Alstonville FC
- Nickname: Villa
- Founded: 1972
- Ground: Crawford Park and Geoff Watt Oval
- League: FFNC Premier League
- 2023: 5th
- Website: http://www.alstonvillefc.com.au/
| Home colours | Away colours |

= Alstonville FC =

Alstonville Football Club are an Australian soccer club from Alstonville, New South Wales, Australia. The club was founded in 1972 as the Alstonville Junior Soccer Club.

The club plays at Crawford Park in Alstonville and wear Red and Black Striped Shirts and are nicknamed 'Villa.' The club competes in the Football Far North Coast Premier League.

== FFNC Premier League ==
Alstonville FC have been playing in the Football Far North Coast Premier League since 1972. However, have only made the end of year finals series once in the 2014 season where they finished fifth.
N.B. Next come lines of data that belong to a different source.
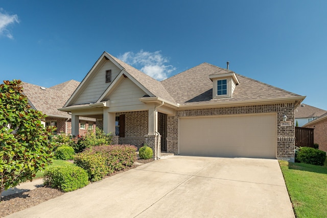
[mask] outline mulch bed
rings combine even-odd
[[[138,159],[137,162],[141,163],[147,163],[153,160],[153,159]],[[109,176],[127,171],[129,169],[137,167],[139,165],[133,164],[129,168],[115,172]],[[62,195],[64,193],[54,188],[41,187],[25,192],[16,193],[8,196],[2,197],[1,202],[0,202],[0,217],[5,216],[24,209],[33,207],[48,200]]]

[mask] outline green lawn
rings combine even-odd
[[[69,164],[73,164],[73,163],[70,162],[68,162],[66,160],[57,160],[56,159],[54,159],[52,164],[51,164],[50,166],[48,166],[48,167],[50,166],[65,166],[66,165],[69,165]],[[41,171],[38,172],[34,179],[38,179],[39,178],[43,177],[43,173],[44,172],[41,172]]]
[[[327,217],[327,161],[324,166],[279,161],[297,217]]]

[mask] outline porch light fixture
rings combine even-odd
[[[286,121],[287,120],[287,116],[286,114],[284,114],[284,116],[283,117],[283,121]]]

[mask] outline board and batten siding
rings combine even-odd
[[[112,62],[106,61],[74,104],[78,105],[97,102],[111,84],[106,83],[106,70],[109,69],[111,70],[111,82],[121,71],[120,69]]]
[[[145,94],[146,93],[131,80],[124,78],[109,96],[110,107],[114,110],[115,107],[144,105],[139,99]]]

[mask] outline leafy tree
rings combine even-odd
[[[4,190],[27,180],[52,162],[53,127],[41,124],[46,115],[31,108],[20,80],[0,85],[0,196]]]

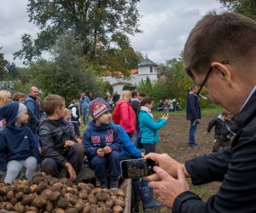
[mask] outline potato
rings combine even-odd
[[[15,198],[15,193],[14,191],[9,191],[6,195],[5,195],[6,199],[8,200],[10,200],[11,199]]]
[[[61,208],[54,209],[52,213],[65,213],[66,211]]]
[[[26,196],[22,199],[21,204],[23,205],[30,205],[32,200],[33,198],[32,196]]]
[[[57,182],[59,182],[59,179],[58,178],[56,178],[56,177],[51,177],[49,179],[49,184],[50,186],[53,186],[55,183],[57,183]]]
[[[108,204],[108,205],[109,205],[110,208],[112,208],[113,205],[113,199],[107,199],[106,202],[105,202],[105,204]]]
[[[34,184],[39,184],[40,182],[44,181],[44,178],[43,176],[37,176],[32,179],[32,182]]]
[[[82,199],[79,199],[77,204],[74,205],[74,208],[78,210],[78,211],[81,211],[84,209],[84,201]]]
[[[29,187],[31,189],[31,192],[33,193],[38,191],[38,184],[32,184]]]
[[[92,193],[88,195],[87,199],[90,204],[96,204],[98,202],[97,199]]]
[[[25,206],[19,202],[15,205],[14,210],[23,213],[26,211],[26,209]]]
[[[7,186],[3,186],[0,187],[0,196],[4,196],[9,192],[9,187]]]
[[[44,189],[48,187],[48,184],[46,181],[42,181],[38,184],[38,194],[40,194]]]
[[[41,194],[44,194],[47,198],[52,193],[52,191],[49,188],[44,189]]]
[[[86,191],[79,192],[79,197],[81,199],[86,199],[88,197],[88,193]]]
[[[22,196],[23,196],[23,193],[22,192],[19,192],[15,194],[15,198],[18,199],[18,200],[20,200],[22,199]]]
[[[46,204],[44,209],[48,212],[52,212],[52,210],[54,209],[54,204],[49,200],[47,200],[47,204]]]
[[[113,212],[123,212],[124,209],[120,205],[115,205],[113,207]]]
[[[68,207],[68,201],[66,199],[61,198],[56,205],[58,208],[65,210]]]
[[[67,208],[65,210],[66,213],[79,213],[75,208]]]
[[[44,199],[43,196],[40,195],[38,197],[36,197],[32,200],[31,205],[36,206],[40,209],[40,208],[43,208],[44,205],[46,205],[46,204],[47,204],[46,199]]]
[[[120,205],[123,208],[125,206],[125,203],[123,200],[120,200],[120,199],[115,199],[115,200],[113,200],[113,204],[114,205]]]
[[[55,202],[58,200],[59,197],[61,195],[60,192],[52,192],[49,196],[48,196],[48,199],[52,201],[52,202]]]
[[[102,188],[101,187],[96,187],[96,188],[92,188],[90,193],[93,194],[96,194],[98,193],[102,193]]]
[[[34,178],[36,178],[38,176],[42,176],[42,172],[38,171],[38,172],[34,173],[33,176],[32,176],[32,179],[34,179]]]
[[[122,189],[118,189],[113,192],[113,194],[117,197],[125,197],[125,194]]]
[[[108,199],[110,198],[110,195],[106,193],[97,193],[96,194],[96,198],[100,201],[106,201]]]
[[[13,210],[14,205],[9,202],[3,202],[2,204],[0,204],[0,209],[6,210]]]
[[[16,198],[12,198],[12,199],[9,200],[9,202],[10,202],[13,205],[15,205],[15,204],[18,203],[18,199],[17,199]]]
The club were knocked out in the first week of the finals where they lost to fourth-placed Lismore Thistles 1–0. In 2015, the club finished in a secure seventh place. In the 2016 FFNC Premier League season, Alstonville finished in eighth place.

In the COVID-19 shortened 2020 FFNC Premier League season, Alstonville, under the coaching of Dave Gambley came 3rd, their highest ever finish in the FFNC Premier League.

== FFA Cup ==
The club has entered into the FFA Cup on two occasions.
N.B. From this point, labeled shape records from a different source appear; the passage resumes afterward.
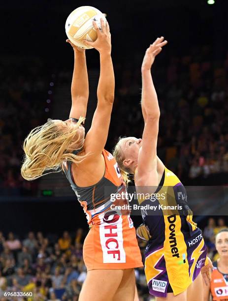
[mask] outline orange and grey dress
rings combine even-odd
[[[112,155],[103,150],[102,155],[104,174],[97,184],[89,187],[80,187],[75,184],[71,162],[63,164],[64,171],[83,207],[91,227],[83,245],[85,264],[87,271],[142,267],[132,221],[128,213],[121,214],[111,209],[112,205],[128,203],[127,199],[115,199],[117,193],[126,191],[125,184]]]
[[[213,263],[210,289],[213,301],[228,301],[228,274],[218,269],[217,261]]]

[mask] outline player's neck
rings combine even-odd
[[[222,267],[223,267],[223,270],[226,270],[226,272],[228,272],[228,260],[227,256],[226,256],[225,258],[220,258],[218,260],[218,262],[219,266],[219,269],[221,270]]]

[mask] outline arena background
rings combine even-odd
[[[65,41],[65,24],[71,11],[84,5],[107,14],[112,34],[116,90],[106,149],[112,150],[120,136],[141,136],[141,64],[150,43],[164,36],[168,44],[153,67],[161,112],[158,155],[184,185],[219,185],[224,189],[224,213],[216,214],[214,220],[217,229],[227,225],[227,1],[216,0],[209,5],[207,0],[13,1],[0,4],[0,231],[3,237],[7,240],[12,231],[22,242],[29,232],[41,231],[51,248],[64,231],[72,240],[79,228],[83,229],[83,237],[88,231],[83,211],[64,175],[27,182],[20,174],[22,144],[31,129],[48,118],[68,118],[73,53]],[[97,102],[99,57],[94,50],[87,51],[86,56],[88,130]],[[203,209],[195,219],[202,228],[213,215],[213,211],[207,212],[210,215]],[[135,225],[141,220],[140,216],[133,219]],[[207,238],[213,257],[214,239]],[[0,243],[0,251],[4,252]],[[33,260],[34,264],[35,256]],[[5,264],[0,262],[4,269]],[[15,265],[15,272],[17,260]],[[143,300],[149,300],[146,287],[141,290]]]

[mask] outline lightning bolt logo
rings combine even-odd
[[[165,263],[163,253],[163,248],[156,250],[151,253],[145,261],[145,273],[148,285],[155,277],[161,276],[165,272]],[[164,262],[164,267],[161,266],[162,263]]]
[[[193,281],[193,276],[195,270],[195,266],[197,261],[201,254],[204,252],[203,247],[204,246],[204,241],[202,240],[198,246],[196,248],[192,253],[190,262],[193,263],[189,271],[189,275],[191,281]]]

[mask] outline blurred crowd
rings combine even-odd
[[[210,52],[204,47],[189,56],[158,58],[153,67],[161,110],[158,154],[185,185],[228,183],[228,57],[215,61]],[[121,63],[113,58],[116,88],[106,147],[109,150],[119,136],[142,135],[141,54]],[[24,139],[49,117],[45,110],[47,96],[52,95],[47,94],[47,76],[39,60],[25,60],[14,64],[13,70],[0,64],[3,195],[31,195],[37,189],[38,181],[23,181],[20,167]]]
[[[21,177],[20,167],[24,140],[30,130],[47,119],[48,82],[43,69],[39,59],[15,58],[15,61],[0,62],[1,195],[31,194],[36,188],[37,183]]]
[[[225,228],[227,225],[223,218],[216,222],[210,218],[203,230],[213,261],[218,258],[215,236]],[[33,292],[34,301],[77,301],[87,274],[82,258],[86,235],[79,228],[75,233],[65,231],[61,237],[30,232],[23,240],[12,232],[5,238],[0,232],[0,301],[13,300],[5,298],[5,292]],[[139,239],[138,242],[143,258],[146,243]],[[140,301],[153,300],[148,294],[144,268],[136,269],[135,273]]]
[[[141,136],[141,59],[115,66],[109,142],[118,135]],[[227,183],[228,55],[213,61],[205,47],[191,56],[162,59],[152,66],[161,111],[158,156],[185,185]]]
[[[86,277],[84,239],[82,229],[71,236],[65,231],[60,238],[31,232],[24,240],[12,232],[5,238],[0,232],[1,301],[11,300],[4,292],[32,292],[34,301],[77,301]]]

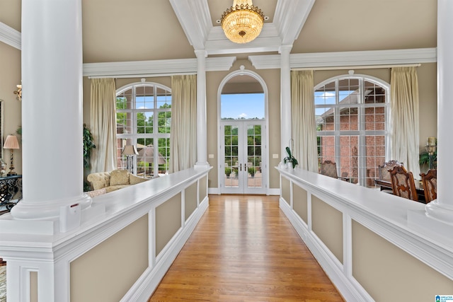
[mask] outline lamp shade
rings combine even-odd
[[[3,144],[4,149],[18,149],[19,142],[16,135],[8,135],[5,139],[5,144]]]
[[[121,153],[122,155],[138,155],[137,148],[134,145],[126,145]]]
The club's first attempt in 2015 was their most successful advancing to the Fifth Round of the Northern New South Wales Qualifying after wins against fellow FFNC member clubs Lennox Head (3–1) and Goonellabah (5–0). The club was knocked out in the fifth round after a heavy 8–4 loss against North Coast Football giants Coffs City United Lions.

The club entered the Cup again in 2017 where they picked up a first round win against First Division side Ballina 4–1. They were then knocked out by Bangalow in the next round 2–1.